Suppose that $\hat{f}(n) = -\hat{f}(-n)\geq 0$ holds for all $n \in \mathbb{Z}$. Prove that $\sum^{\infty}_{n=1} \frac{\hat{f} (n)}{n} < \infty.$

Question

Let $f$ be $1$-periodic and continuous. Suppose that $\hat{f}(n) = -\hat{f}(-n)\geq 0$ holds for all $n \in \mathbb{Z}$, where the $\hat{f}(n)$ denotes the $nth$ Fourier coefficient of $f$. Prove that

$$\sum^{\infty}_{n=1} \frac{\hat{f} (n)}{n} < \infty.$$

I am trying to do a proof by contradiction as I was not able to see a direct approach. Therefore, suppose that the series does not converge and hence that given any $R>0$, the is some $N \in \mathbb{N}$, such that
$$\sum^{N}_{n=1} \frac{\hat{f} (n)}{n} > R.$$
By assumption this would mean that
$$\sum^{N}_{n=-N} |\hat{f}(n)| \geq \sum^{N}_{n=-N} \left| \frac{\hat{f} (n)}{n} \right |> R.$$
From here I think I could obtain a contradiction to Parseval's Theorem, which is clear if the $\hat{f}(n) \geq 1$, but not clear to me otherwise.
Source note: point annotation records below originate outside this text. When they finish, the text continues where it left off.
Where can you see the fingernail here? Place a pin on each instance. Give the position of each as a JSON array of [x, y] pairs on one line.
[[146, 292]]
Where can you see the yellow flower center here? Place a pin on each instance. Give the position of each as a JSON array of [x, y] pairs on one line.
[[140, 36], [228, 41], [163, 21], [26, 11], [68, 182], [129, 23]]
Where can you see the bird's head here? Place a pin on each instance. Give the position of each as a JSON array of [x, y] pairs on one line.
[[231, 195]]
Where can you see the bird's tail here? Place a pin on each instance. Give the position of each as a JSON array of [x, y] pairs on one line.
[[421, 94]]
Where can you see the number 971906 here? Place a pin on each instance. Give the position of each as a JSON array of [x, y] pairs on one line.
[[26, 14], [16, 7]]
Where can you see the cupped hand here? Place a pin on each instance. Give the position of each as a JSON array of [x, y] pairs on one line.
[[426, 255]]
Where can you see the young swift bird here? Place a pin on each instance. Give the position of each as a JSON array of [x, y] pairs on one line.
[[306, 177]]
Could you provide some feedback on the above approach, especially whether it goes in the right direction, and if not could you please give a hint as to how to properly approach the problem? Thank you in advance.

Answer 1

Why we don't use just the Cauchy-Schwarz inequality and Parseval's Theorem as follows? $$\sum_{n=1}^\infty \frac{|\widehat{f}(n)|}{n} \le \Big( \sum_{k=1}^\infty \frac{1}{k^2}\Big)^{1/2} \Big( \sum_{n=1}^\infty |\widehat{f}(n)|^2 \Big)^{1/2} \le \frac{\pi}{\sqrt{6}} \Big( \int_0^1 |f(x)|^2 \, \mathrm{d} x \Big)^{1/2} $$ We don't even need that $\widehat{f}(n) = - \widehat{f}(-n) \ge 0$: The series is absolute convergent.